Some notable projects include:

  • Zama: Leading in Fully Homomorphic Encryption, enabling data processing without decryption. Zama is developing a Solidity-compatible blockchain, paving the way for privacy-by-default DEXs, lending protocols, and tokenization. The project raised $57 million in Series B in June 2025, becoming the first unicorn in FHE with backing from Blockchange Ventures and Pantera Capital. Zama also launched the Zama Confidential Blockchain Protocol supporting end-to-end encrypted smart contracts and composability.
  • Nillion: Focused on distributed computation using MPC. Their Nil Message Compute system acts as a “blind computer,” letting organizations or applications process sensitive data without anyone in the network accessing the raw content. Nillion raised over $50 million in funding, with $25 million led by Hack VC in October 2024. They plan developer incentive programs to drive adoption of their Blind Compute stack for secure storage and computations in privacy-focused apps.
  • Succinct ( PROVE ): Promotes ZK Proof adoption with SP1 zkVM, allowing developers to create proofs for any software written in Rust while supporting zkEVM. This is critical for verifying data without revealing internal logic. In August 2025, Succinct signed a one-year exclusive partnership with Tandem (Offchain Labs) to develop a zkVM specifically for Arbitrum. SP1 has already successfully verified Arbitrum blocks.
  • Arcium: Combines MPC, FHE, and ZK to build a decentralized confidential computing network. It allows multiple parties to process sensitive data in a trusted environment without sharing information. By 2025, Arcium has over 500 nodes and handles more than 10,000 daily transactions. Its roadmap includes C-SPL and Mainnet Alpha, focusing on encrypted computations on Solana to revive blockchain privacy.
  • Zcash( ZEC ): The original privacy chain using zk-SNARKs to hide transaction details. Renewed interest in Zcash shows the community is reassessing the value of privacy narratives after years of neglect, even though privacy remains a core principle of crypto.

5.Conclusion

The rise of privacy is not merely about reviving an old topic for speculation. It signals a new phase of maturity for the crypto market. After cycles of DeFi, NFTs, GameFi, and more recently AI and DePIN, users are realizing that no narrative is sustainable without foundational privacy.

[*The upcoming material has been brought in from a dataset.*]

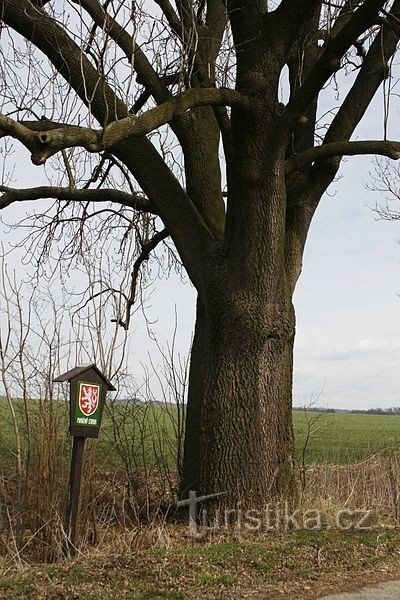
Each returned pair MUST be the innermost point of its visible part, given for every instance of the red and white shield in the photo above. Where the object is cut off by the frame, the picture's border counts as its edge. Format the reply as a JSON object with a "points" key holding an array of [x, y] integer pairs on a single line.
{"points": [[89, 395]]}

Today, privacy extends beyond projects like Zcash or Monero to all on-chain infrastructure. From DEXs, lending, and self-custodial wallets to AI applications running directly on-chain, privacy is spreading. Projects like Lighter (private DEX), NilGPT (secure AI chatbot), Umbra (private wallet on Solana), and Railgun (ZK smart contracts on Ethereum) prove that privacy can coexist with high performance, strong user experience, and profit goals.

In short, while past crypto cycles focused on speed and scalability, the next era will be defined by security and trust. Privacy is no longer a feature. It will be the standard for the next generation of blockchain.

Disclaimer: This content does not constitute investment, tax, legal, financial, or accounting advice. MEXC provides this information for educational purposes only. Always do your own research, understand the risks, and invest responsibly.